In general, these changes may be characterised as a shift from a direct to an indirect form of regulation. The new form of regulation is based on the regulated actors own capacities – their routines and procedures for managing risk, and their systems of internal control.

            In this paper, this development is empirically demonstrated by the case of financial regulation in Norway.

            Networks may be seen as an important aspect of this new type of regulation. Relations between the regulators and the regulated may be important in facilitating any kind of regulation, but it is argued that it is of particular importance for this new form of regulation. This kind of regulation requires a more deliberative strategy on the part of the regulatory agencies, because of the greater reliance on the regulated actor’s own capacities. Hence networks, as an infrastructure for deliberation, is of increasing importance.

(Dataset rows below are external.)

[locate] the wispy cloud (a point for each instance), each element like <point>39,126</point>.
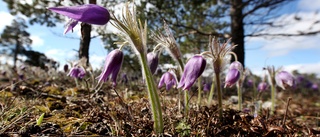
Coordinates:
<point>97,61</point>
<point>36,41</point>
<point>309,5</point>
<point>7,19</point>
<point>280,46</point>
<point>305,68</point>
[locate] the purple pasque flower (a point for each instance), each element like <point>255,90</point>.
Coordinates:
<point>262,86</point>
<point>168,79</point>
<point>112,66</point>
<point>234,74</point>
<point>87,13</point>
<point>314,86</point>
<point>232,77</point>
<point>207,87</point>
<point>124,79</point>
<point>284,79</point>
<point>66,68</point>
<point>153,61</point>
<point>77,72</point>
<point>250,82</point>
<point>193,69</point>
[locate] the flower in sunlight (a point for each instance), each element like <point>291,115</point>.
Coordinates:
<point>112,66</point>
<point>262,86</point>
<point>77,72</point>
<point>168,79</point>
<point>193,69</point>
<point>284,79</point>
<point>153,61</point>
<point>87,13</point>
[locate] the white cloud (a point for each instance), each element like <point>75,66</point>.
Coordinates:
<point>56,54</point>
<point>279,46</point>
<point>7,19</point>
<point>36,41</point>
<point>309,5</point>
<point>304,68</point>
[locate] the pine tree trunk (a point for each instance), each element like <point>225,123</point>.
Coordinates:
<point>15,54</point>
<point>237,29</point>
<point>85,38</point>
<point>85,41</point>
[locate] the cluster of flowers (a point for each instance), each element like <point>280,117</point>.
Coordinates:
<point>193,69</point>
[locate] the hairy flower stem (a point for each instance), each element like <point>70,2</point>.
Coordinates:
<point>186,103</point>
<point>239,96</point>
<point>219,95</point>
<point>153,95</point>
<point>199,93</point>
<point>273,98</point>
<point>211,92</point>
<point>181,72</point>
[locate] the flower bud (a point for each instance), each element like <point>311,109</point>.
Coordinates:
<point>153,61</point>
<point>193,69</point>
<point>112,66</point>
<point>168,79</point>
<point>232,77</point>
<point>284,79</point>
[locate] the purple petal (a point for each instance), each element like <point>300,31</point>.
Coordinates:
<point>112,65</point>
<point>153,60</point>
<point>284,79</point>
<point>232,77</point>
<point>71,24</point>
<point>193,69</point>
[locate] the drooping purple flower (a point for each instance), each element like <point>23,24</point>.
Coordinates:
<point>232,77</point>
<point>250,83</point>
<point>262,86</point>
<point>112,66</point>
<point>168,79</point>
<point>284,79</point>
<point>193,69</point>
<point>21,76</point>
<point>66,68</point>
<point>77,72</point>
<point>236,65</point>
<point>153,61</point>
<point>88,13</point>
<point>315,86</point>
<point>124,79</point>
<point>3,73</point>
<point>207,87</point>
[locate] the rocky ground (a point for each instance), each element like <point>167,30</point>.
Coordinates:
<point>72,111</point>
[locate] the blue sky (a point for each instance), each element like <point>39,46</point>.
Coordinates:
<point>300,53</point>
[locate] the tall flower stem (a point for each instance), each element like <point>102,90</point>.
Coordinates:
<point>239,96</point>
<point>219,95</point>
<point>211,92</point>
<point>153,95</point>
<point>273,98</point>
<point>199,92</point>
<point>186,102</point>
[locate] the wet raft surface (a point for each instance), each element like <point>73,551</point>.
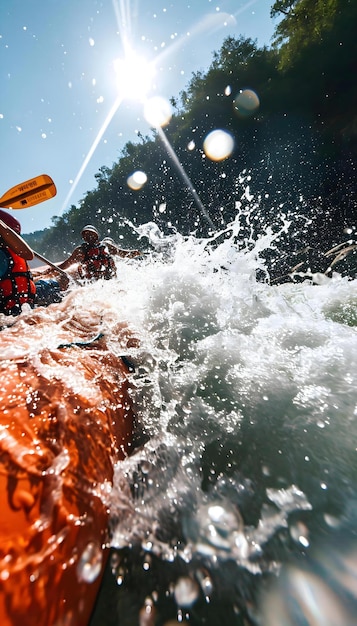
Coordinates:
<point>65,418</point>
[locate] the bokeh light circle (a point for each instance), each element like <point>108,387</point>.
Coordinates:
<point>137,180</point>
<point>218,145</point>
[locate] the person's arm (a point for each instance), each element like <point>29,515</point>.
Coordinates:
<point>75,257</point>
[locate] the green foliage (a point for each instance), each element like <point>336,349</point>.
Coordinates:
<point>306,78</point>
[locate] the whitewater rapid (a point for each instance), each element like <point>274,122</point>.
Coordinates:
<point>239,502</point>
<point>246,393</point>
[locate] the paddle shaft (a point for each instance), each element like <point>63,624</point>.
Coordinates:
<point>53,265</point>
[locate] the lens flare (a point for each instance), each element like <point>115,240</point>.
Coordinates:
<point>157,111</point>
<point>136,180</point>
<point>218,145</point>
<point>134,76</point>
<point>246,103</point>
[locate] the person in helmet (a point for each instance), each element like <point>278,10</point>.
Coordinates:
<point>94,257</point>
<point>17,286</point>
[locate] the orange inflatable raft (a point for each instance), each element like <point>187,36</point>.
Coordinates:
<point>65,419</point>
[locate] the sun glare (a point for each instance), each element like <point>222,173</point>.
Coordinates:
<point>134,76</point>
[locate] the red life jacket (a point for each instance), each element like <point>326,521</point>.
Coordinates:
<point>97,262</point>
<point>16,286</point>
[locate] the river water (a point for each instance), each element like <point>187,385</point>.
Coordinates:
<point>239,504</point>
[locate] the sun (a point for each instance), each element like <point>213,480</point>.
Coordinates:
<point>134,76</point>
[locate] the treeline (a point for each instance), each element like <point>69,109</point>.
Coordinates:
<point>295,154</point>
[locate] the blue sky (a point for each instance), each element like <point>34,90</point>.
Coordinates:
<point>58,83</point>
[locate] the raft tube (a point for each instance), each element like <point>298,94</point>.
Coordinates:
<point>65,420</point>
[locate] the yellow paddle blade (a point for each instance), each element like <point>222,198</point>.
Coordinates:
<point>29,193</point>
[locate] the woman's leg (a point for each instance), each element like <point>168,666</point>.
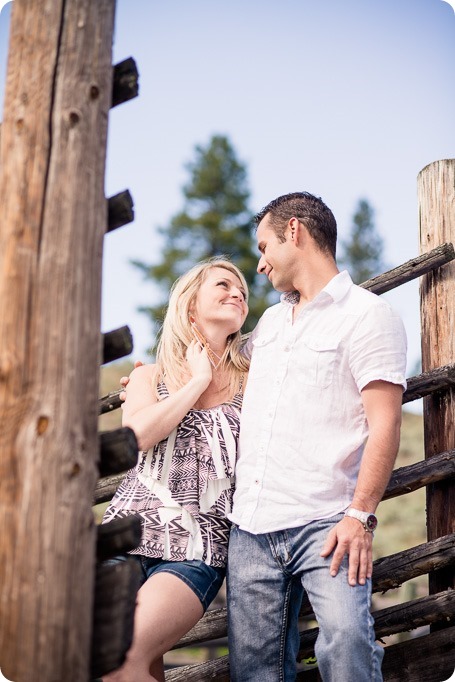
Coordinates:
<point>166,610</point>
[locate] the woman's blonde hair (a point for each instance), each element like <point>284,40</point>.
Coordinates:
<point>176,333</point>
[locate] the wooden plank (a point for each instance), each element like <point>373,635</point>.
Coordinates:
<point>125,82</point>
<point>120,210</point>
<point>118,451</point>
<point>412,654</point>
<point>436,608</point>
<point>414,476</point>
<point>116,588</point>
<point>430,658</point>
<point>117,537</point>
<point>428,382</point>
<point>403,480</point>
<point>416,267</point>
<point>436,191</point>
<point>388,572</point>
<point>117,344</point>
<point>52,223</point>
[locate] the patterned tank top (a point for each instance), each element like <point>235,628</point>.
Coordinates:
<point>182,488</point>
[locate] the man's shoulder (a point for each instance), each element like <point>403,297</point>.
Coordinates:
<point>363,299</point>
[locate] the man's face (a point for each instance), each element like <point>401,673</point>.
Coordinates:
<point>275,255</point>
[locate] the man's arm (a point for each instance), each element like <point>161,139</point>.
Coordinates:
<point>382,403</point>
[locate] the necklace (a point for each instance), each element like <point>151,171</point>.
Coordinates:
<point>212,356</point>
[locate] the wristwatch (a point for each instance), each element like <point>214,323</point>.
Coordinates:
<point>368,521</point>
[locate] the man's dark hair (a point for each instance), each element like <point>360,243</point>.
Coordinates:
<point>310,211</point>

            Despite the fact that the importance of networks often is emphasized, there are few sociological network analyses in studies of governmental regulation. In this paper, analyses of networks in the financial sector in Norway between 1980 and 1995, is presented. It is argued that the structure of the networks increasingly seems well suited for the new form of regulation.

            Theoretically, based on sociological network theory, it is argued that the new form of regulation may be characterised as a weak regulation, but that is has certain strengths.